ISSUED 01/25/2021
Very often we speak with working, Medicare-eligible, or Medicare-entitled, employees who are trying to decide whether
or not they should enroll in both their employers’ group health plan and Medicare Part B. The answer is . . . it depends. It’s necessary to explore two key facts to make that determination: the size of the employer, and the employer group health plan’s coordination rules.
Step 1: Determine the employer size
Regardless of whether an individual is entitled to Medicare, employees and spouses age 65 or older, including divorced or common-law spouses of employees of any age, are entitled to the same plan benefits under the same conditions as employees and spouses under age 65. Medicare-entitled employees of certain size employers, or those with end-stage renal disease, can enroll in both the employer’s plan and Medicare if they so choose.
Employer size determines which plan, the group health plan or Medicare, will pay first for active employees. Medicare is always the primary payer for retiree health plans. Specific rules, called Medicare Secondary Payer rules, clearly define which plan has the primary payment responsibility.
To ensure uniformity, these rules state that the employer group health plan is primary when:
• The employer employs at least 20 or more employees for each working day in each of 20 or more calendar weeks in the current calendar year or the preceding calendar year;
• The first 30 months that an employee is eligible for or entitled to Medicare due to end-stage renal disease (ESRD), regardless of age;
• The employee is under 65, on Social Security disability, and the employer employs 100 or more employees.
Step 2: Payment Rules
Once the order of payment is established, coordination of benefits (COB) provisions will determine how charges are to be paid. The rules implemented by each plan, Medicare and the group health plan, will clarify the actions necessary to maximize benefit payment.
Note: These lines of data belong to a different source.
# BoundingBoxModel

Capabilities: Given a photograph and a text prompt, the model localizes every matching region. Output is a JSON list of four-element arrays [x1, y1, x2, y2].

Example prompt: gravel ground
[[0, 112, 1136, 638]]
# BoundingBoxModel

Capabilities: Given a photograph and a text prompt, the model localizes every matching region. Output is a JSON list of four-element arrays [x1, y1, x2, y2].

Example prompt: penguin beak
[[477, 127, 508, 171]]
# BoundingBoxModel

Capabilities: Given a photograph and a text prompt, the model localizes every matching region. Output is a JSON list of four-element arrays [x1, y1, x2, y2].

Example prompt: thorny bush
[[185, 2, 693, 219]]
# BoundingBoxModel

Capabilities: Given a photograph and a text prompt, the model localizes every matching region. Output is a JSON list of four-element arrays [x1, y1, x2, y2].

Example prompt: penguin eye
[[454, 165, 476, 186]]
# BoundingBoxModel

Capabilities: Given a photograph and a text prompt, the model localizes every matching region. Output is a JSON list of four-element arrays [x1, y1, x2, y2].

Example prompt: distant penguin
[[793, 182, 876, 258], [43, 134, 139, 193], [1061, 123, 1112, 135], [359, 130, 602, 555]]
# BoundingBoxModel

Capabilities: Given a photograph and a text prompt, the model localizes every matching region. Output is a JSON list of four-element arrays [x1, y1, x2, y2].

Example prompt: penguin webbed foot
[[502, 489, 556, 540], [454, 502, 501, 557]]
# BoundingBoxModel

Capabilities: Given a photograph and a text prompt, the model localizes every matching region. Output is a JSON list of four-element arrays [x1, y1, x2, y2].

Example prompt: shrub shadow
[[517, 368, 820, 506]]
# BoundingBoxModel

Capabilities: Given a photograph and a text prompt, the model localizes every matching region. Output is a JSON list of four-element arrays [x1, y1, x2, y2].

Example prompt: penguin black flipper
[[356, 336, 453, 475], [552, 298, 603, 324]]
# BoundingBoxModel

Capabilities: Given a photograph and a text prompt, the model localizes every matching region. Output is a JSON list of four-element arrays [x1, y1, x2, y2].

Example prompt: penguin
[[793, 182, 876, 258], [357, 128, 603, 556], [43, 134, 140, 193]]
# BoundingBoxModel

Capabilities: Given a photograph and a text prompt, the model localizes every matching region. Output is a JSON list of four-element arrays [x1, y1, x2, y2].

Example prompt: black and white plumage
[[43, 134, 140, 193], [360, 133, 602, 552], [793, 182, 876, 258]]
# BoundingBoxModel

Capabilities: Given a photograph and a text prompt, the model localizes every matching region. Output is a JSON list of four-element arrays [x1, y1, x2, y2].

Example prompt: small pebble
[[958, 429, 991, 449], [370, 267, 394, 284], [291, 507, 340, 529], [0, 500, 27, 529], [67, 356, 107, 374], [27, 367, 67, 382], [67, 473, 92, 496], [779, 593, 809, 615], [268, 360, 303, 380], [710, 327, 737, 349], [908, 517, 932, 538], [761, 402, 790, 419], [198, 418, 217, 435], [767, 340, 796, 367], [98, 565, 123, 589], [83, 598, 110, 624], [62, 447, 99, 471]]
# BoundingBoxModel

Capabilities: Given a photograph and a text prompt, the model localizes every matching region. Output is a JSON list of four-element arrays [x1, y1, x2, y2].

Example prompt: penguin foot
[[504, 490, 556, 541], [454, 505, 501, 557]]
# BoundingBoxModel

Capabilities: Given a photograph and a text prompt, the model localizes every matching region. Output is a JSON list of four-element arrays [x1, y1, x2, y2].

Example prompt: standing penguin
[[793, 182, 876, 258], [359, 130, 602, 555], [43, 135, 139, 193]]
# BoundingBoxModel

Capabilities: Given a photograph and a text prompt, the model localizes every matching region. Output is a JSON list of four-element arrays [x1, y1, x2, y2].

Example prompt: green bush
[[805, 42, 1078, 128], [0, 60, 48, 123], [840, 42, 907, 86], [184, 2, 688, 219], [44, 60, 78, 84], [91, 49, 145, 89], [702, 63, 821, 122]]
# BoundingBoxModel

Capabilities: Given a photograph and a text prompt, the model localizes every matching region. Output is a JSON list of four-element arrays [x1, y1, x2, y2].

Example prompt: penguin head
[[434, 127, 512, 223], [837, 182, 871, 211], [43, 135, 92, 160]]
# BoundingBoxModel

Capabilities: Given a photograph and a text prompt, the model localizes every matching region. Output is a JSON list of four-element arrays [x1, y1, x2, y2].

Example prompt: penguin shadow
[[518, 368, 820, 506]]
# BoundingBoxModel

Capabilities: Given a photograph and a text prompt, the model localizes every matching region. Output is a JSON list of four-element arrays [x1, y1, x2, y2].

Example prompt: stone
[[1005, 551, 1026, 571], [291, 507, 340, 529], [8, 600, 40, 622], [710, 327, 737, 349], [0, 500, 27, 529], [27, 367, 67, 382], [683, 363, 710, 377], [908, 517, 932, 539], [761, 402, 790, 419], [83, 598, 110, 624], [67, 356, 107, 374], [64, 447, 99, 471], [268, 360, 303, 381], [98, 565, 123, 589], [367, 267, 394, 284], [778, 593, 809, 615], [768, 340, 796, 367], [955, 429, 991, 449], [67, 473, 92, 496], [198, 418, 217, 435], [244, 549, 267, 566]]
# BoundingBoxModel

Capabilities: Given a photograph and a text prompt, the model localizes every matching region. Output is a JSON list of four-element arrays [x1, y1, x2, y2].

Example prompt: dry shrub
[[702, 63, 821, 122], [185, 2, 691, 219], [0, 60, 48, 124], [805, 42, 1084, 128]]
Group health plan is primary - Medicare will calculate payment as if there is no other coverage and then deduct anything the primary plan paid. In other words, the total combined payment of the group health plan and Medicare cannot exceed what Medicare would normally pay.
Medicare is primary – Many group health plans stipulate that the calculation of secondary payment will be based on the balance remaining after Medicare Parts A and B have paid. They clarify that if the insured does not enroll in Medicare Part B, the plan will estimate what Part B would have paid and then calculate their payment on the remaining balance. In this instance, a failure to enroll in Medicare Part B will result in significant out-of-pocket costs. For those with ongoing medical expenses, the premium costs of Medicare Part B may be less than the increased out-of-pocket costs. Therefore, careful consideration should be made when deciding whether to enroll in Medicare Part B.